Al rato Shingo aparece en la cocina duchado y vestido con un traje, parece mucho más entero que hace un rato, como si parte del desengaño se hubiera ido por el desagüe del ofuro junto con los manchurrones de pintalabios de Asami.
-Hina: Se me había olvidado, ayer con todo el lío no te la di, te llegó una carta -se la da.
Zel mira el sobre, tiene el membrete oficial de la Johnnys. Lo abre y lo mira atentamente, al poco su semblante cambia, levanta la mirada y se encuentra con Shingo, que le observa atentamente.
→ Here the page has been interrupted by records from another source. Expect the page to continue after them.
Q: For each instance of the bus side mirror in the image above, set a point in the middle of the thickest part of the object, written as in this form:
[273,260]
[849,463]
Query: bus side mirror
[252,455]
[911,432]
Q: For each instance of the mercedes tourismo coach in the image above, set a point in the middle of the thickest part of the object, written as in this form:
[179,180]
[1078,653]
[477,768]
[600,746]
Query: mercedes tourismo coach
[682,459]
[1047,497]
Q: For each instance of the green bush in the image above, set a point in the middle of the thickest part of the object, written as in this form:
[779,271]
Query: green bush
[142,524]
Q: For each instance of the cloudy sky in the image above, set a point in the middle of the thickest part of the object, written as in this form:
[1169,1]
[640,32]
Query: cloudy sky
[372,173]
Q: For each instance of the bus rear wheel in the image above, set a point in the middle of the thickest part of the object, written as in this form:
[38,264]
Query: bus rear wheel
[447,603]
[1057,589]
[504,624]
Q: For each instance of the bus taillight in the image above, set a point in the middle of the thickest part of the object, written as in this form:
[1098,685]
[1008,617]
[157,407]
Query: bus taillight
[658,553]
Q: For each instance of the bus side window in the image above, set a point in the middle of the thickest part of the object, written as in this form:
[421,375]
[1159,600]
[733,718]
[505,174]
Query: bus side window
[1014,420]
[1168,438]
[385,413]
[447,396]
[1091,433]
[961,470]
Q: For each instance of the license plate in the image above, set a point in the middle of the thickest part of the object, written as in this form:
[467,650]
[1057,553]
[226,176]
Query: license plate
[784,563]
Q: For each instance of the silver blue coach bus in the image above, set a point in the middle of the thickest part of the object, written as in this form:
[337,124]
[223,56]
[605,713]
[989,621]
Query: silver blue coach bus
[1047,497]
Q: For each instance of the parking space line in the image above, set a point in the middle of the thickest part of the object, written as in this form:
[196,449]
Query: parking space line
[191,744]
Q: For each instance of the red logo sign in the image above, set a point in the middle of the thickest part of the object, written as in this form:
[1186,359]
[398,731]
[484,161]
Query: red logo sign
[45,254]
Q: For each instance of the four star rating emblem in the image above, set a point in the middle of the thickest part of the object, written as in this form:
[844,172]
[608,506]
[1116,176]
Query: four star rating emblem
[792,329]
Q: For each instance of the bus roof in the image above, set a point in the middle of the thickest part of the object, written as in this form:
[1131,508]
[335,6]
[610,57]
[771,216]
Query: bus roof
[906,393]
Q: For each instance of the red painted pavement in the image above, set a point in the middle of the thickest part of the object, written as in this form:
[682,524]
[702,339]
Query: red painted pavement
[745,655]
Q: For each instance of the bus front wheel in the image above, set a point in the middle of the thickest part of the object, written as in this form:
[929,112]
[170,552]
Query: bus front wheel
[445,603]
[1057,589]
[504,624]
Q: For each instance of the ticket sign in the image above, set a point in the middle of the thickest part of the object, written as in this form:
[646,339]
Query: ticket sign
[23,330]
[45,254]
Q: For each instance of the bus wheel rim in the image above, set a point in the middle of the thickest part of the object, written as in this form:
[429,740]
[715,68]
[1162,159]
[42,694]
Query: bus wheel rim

-Hina: ¿Todo bien, Zel? -pregunta preocupado al ver la expresión desencajada del gaijin. -Zel: No, nada está bien. Por favor dime que no sé japonés y que no he entendido bien lo que pone aquí. -le acerca la carta y Shingo la lee por encima.
-Hina: Zel-kun, aquí pone que te echan de los "feos de grupo" porque como ahora estás con Nakamaru, ya está él y tú eres demasiado kawaii para seguir asistiendo a las reuniones.
-Zel: Pero ser feo de grupo es lo que más me gusta de estar en la Johnnys, nada tiene sentido si no estoy allí -confiesa a punto de echarse a llorar.
-Hina: Zel, tranquilo kudasai -intenta calmarle, se acerca y le acaricia la cabeza.